Viajes y aventuras. Miss Hoover abría a la muchachita las puertas de la libertad. Le señalaba destinos ilimitados, dibujaba un mundo otro que podría muy bien llegar a ser el de Ana. Después el atardecer apresurado del trópico ya acercándolas a la noche, Ana se despedía de Miss Hoover esperando un nuevo sábado, esperando poder vivir y transitar por el sueño, domesticarlo, y algún día hacerlo realidad.
Hasta ese sábado frío, de tarde mojada, sábado de tormenta con golondrinas muertas cuando Ana escapó de su casa porque al fin era sábado y porque Miss Hoover la esperaba. Pedaleó fuertemente, un poco para huir de la lluvia, un poco para calentarse.
El mar se batía. Masa gris a su derecha, cortina furiosa que golpeaba contra la calle. Ana aferrada a la bicicleta, casi asustada, casi llorando. Fue un viaje largo, fue también un viaje breve. La caseta del guarda. Detuvo la bicicleta y trató de acomodarse el impermeable para detener los chorros que se le escurrían sobre el cuerpecito flaco. El aguacero, casi maligno, como suelen ser los del trópico. Nubarrones sobre el mar, relámpagos apagando cualquier otro sonido. Con gestos la llamó el guarda. Le extrañó que la detuviera. Sobre todo en una tarde como aquella. Recostó su bicicleta verde en la pared de la case- ta. El agua que bajaba por las hendiduras del zinc la inundó. Empapada, Ana se acercó a la ventana. Miss Hoover is not here, girl. Pero le dejó de mensaje su cari- ño. But she guievy this for yu. Y el guarda le entrega un paquete envuelto en un papel gris y una cinta azul.

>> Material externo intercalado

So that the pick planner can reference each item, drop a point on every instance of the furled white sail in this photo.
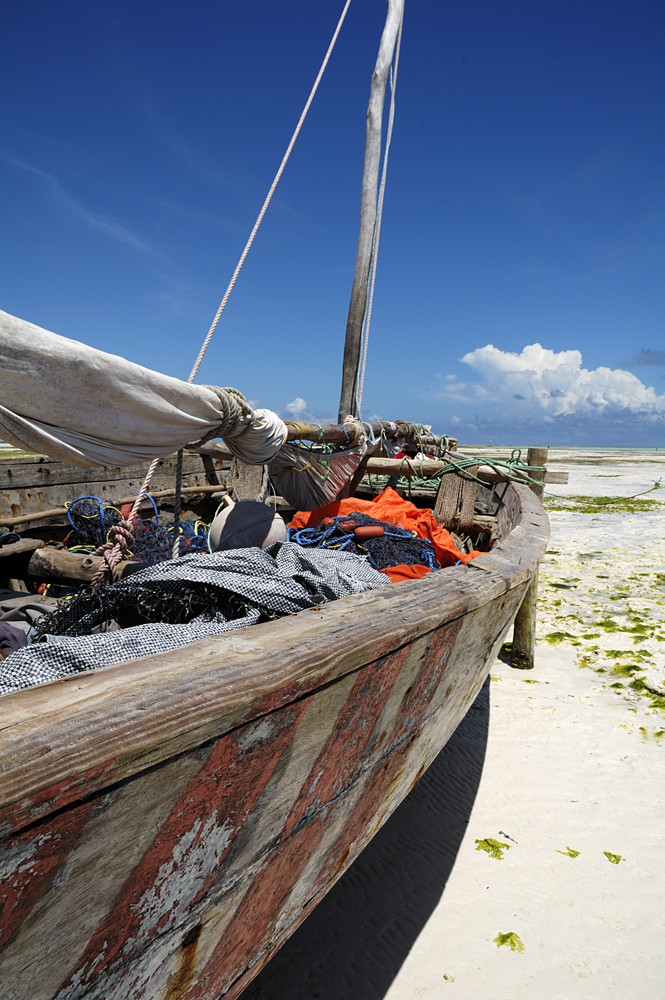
(71, 402)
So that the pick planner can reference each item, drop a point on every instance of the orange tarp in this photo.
(390, 506)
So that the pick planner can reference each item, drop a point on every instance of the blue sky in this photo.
(520, 295)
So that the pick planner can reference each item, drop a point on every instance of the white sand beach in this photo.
(529, 861)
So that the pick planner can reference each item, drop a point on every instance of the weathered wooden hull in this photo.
(167, 823)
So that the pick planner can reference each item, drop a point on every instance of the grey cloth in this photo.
(251, 585)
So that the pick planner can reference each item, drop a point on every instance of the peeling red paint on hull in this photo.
(184, 818)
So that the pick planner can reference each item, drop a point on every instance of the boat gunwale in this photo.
(88, 731)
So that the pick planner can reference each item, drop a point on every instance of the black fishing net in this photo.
(91, 520)
(222, 591)
(392, 548)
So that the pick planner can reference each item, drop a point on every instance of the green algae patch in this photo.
(614, 859)
(646, 735)
(597, 505)
(554, 638)
(494, 848)
(511, 939)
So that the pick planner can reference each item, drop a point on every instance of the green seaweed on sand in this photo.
(511, 939)
(494, 848)
(554, 638)
(657, 735)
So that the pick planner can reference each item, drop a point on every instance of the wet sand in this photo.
(529, 860)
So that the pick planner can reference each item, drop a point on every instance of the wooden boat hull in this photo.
(167, 823)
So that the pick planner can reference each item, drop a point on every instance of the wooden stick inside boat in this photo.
(368, 198)
(524, 629)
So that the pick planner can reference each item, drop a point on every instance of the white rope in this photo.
(279, 173)
(115, 554)
(379, 214)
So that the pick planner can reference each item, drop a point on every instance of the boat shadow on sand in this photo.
(356, 940)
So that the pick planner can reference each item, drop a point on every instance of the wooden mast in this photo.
(368, 199)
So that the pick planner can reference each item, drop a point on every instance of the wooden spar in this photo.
(368, 200)
(524, 629)
(431, 467)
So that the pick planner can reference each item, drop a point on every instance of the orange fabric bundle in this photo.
(390, 506)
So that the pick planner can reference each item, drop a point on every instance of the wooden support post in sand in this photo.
(524, 630)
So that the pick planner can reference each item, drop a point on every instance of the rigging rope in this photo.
(379, 214)
(112, 553)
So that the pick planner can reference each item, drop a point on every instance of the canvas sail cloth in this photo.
(61, 398)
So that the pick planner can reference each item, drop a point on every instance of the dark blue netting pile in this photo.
(92, 519)
(391, 548)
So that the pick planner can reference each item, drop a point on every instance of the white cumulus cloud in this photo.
(297, 407)
(556, 384)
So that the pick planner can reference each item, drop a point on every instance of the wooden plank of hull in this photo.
(192, 874)
(33, 483)
(167, 823)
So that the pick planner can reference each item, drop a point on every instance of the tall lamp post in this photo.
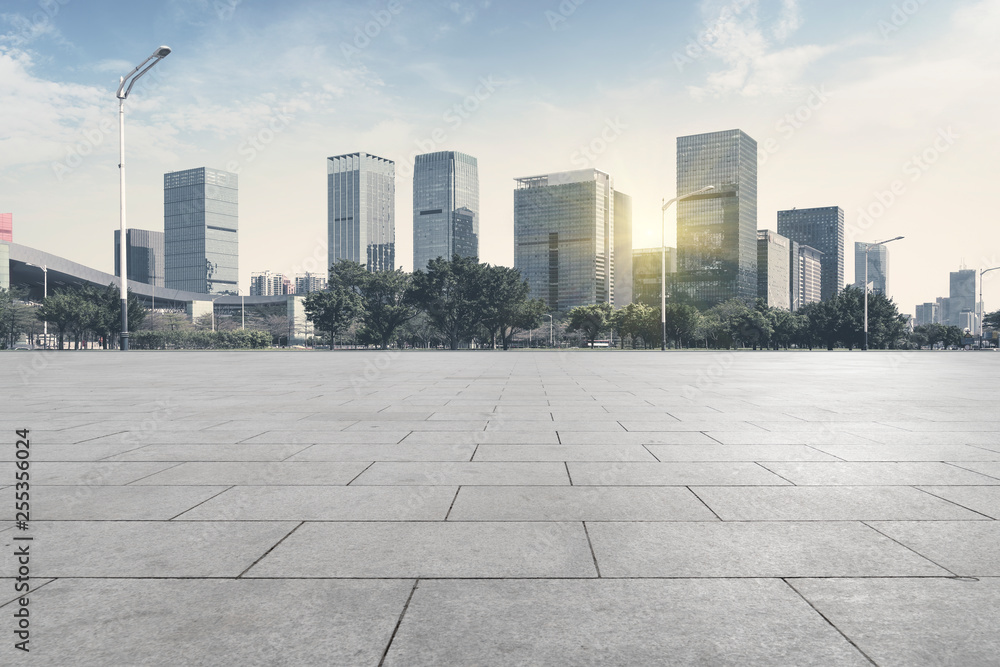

Ana regresó al pueblo. Ya sin fuerzas. Un ahogo se le recostaba en el pecho. El mundo era un lugar extenso y no era justo perder amigos. Se enfrentó a la escalera de su casa que subía a la soledad. Entró a su cuarto. No había cerrado la ventana y el agua descansaba sobre la cama. La colcha amarilla un desastre. No le importó. Igual estaba mojada… su vestido blanco, el de la primera comunión ya transformado, pesaba con el agua. No supo más del reloj. El paquete gris con la cinta azul en su regazo. Ana se acurrucó en un rincón de la cama con su regalo apretado contra el pecho, llenándose de lágrimas, aspirando el olor que identificaba como el de Miss Hoover, acariciando su paquete, dispuesta a abrirlo pero temerosa de hacerlo, y traspasada de llanto cerró los ojos hasta que el sueño se apretujó con ella.
A la mañana siguiente el aire limpio y la luz que se mete por los rincones. Ana sintió que la tristeza pasaba de largo. Comenzó su aprendizaje. Allí el paquete gris. El dolor no era de ella. Era tanto que no podría ser de ella pues no lo soportaría. Era ajeno. Lo abrió despacio. Un álbum de fotografías con tapas de cuero repujado en delicados diseños similares a los de otro que ya había abierto cada sábado. Pero este estaba vacío. Esperaba por ella. Solo por Ana. Las lágrimas se habían secado. El dolor no era de ella. Era de la niña que estaba y estaría siempre a su lado.